El perro está desorientado, es pequeño, no sabe qué sucede a su alrededor, el mundo se hunde bajo sus pies. Ni siquiera un cuadro cercano, Los fusilamientos del 3 de mayo, tiene la fuerza de este momento anímico tan demoledor. El gitano que alza los brazos en alto frente a los fusiles de los soldados franceses, tiene ante sí el horror consciente de su propia muerte, algo terriblemente tangible y concreto. Los acontecimientos han preparado este final irracional. En el perro no, en él su angustia no tiene orilla; de la misma manera que sus patas no tocan fondo, todo su ser se encuentra ocupado, atraído por un qué pasa, qué sucede, mientras que siente cómo su cuerpo es succionado poco a poco por el fondo de la ciénaga.
Pinturas, expresión muda de la vida; sin interpretaciones, sin largos discursos que avalen sus imágenes, sin sofisticadas razones que den cuenta de los colores que recorren los lienzos a lo largo de los años de su creación, sin añadir una coma a dispares rostros como los de Carlos IV y la reina María Luisa, pero que en sí mismos hablan un lenguaje tan claro y universal; el fatalismo desnudo que sorprende a los humanos ante la terrible incomprensión de una existencia que se extingue sobre un charco de sangre, que camina en la noche bajo el yugo de la Inquisición o que se sustrae a la fuerza de poderes esotéricos en el Aquelarre.

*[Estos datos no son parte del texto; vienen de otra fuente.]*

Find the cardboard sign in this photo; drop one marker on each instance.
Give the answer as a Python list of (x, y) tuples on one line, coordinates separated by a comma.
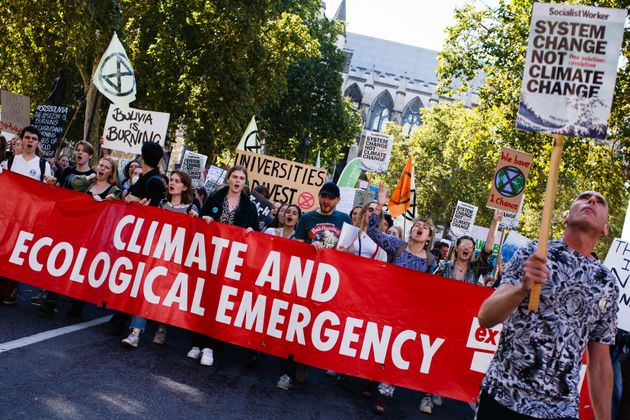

Me duele la espalda y en el museo los bancos con respaldo no existen. Pregunto a una celadora y ésta me señala su propio asiento por si quiero usarlo, pero cuando le estoy diciendo que no parece recordar uno; me indica el camino: sala central adelante, después sala 49 y en ella, a la derecha, la sala 56b. Atravieso entre los turistas a la sombra de los grandes lienzos de Rubens, de Tintoretto, encuentro la sala indicada, subo unos escalones, tuerzo a la derecha, ya estoy en la 56b. Me acomodo, mi espalda chilla menos así. Frente al asiento se encuentra La Anunciación, de Fra Angélico, y a la derecha otro antiguo amigo producto de la lectura temprana del libro de Miguel D'Ors, Tres horas en el Museo del Prado, El tránsito de la Virgen, de Mantegna. La suavidad pastel del cuadro de Fra Angélico, la postrada humildad de la Virgen ante el ángel, me lleva a otro mundo donde los hombres, depositando su voluntad y destino en Dios apenas debían de tener margen para apreciar la conciencia de su propio yo. Abrumados por el peso de la divinidad, Dios parecía correr con todos los gastos. La angustia de la existencia quedaba diluida por obra y gracia de la dejación de la propia voluntad en manos ajenas. El hombre ha tratado de deshacerse durante toda la historia de la humanidad del fatalismo, de la incertidumbre de la muerte, del acoso de las sombras que pueblan la noche, sin embargo, ahí están éstas, pese al Dios medieval y a los ángeles de Fra Angélico, ahí está el desconcierto del perro de Goya, nadando en medio de su angustia, sin referencias, sin hacer pie, sumido en el desasosiego.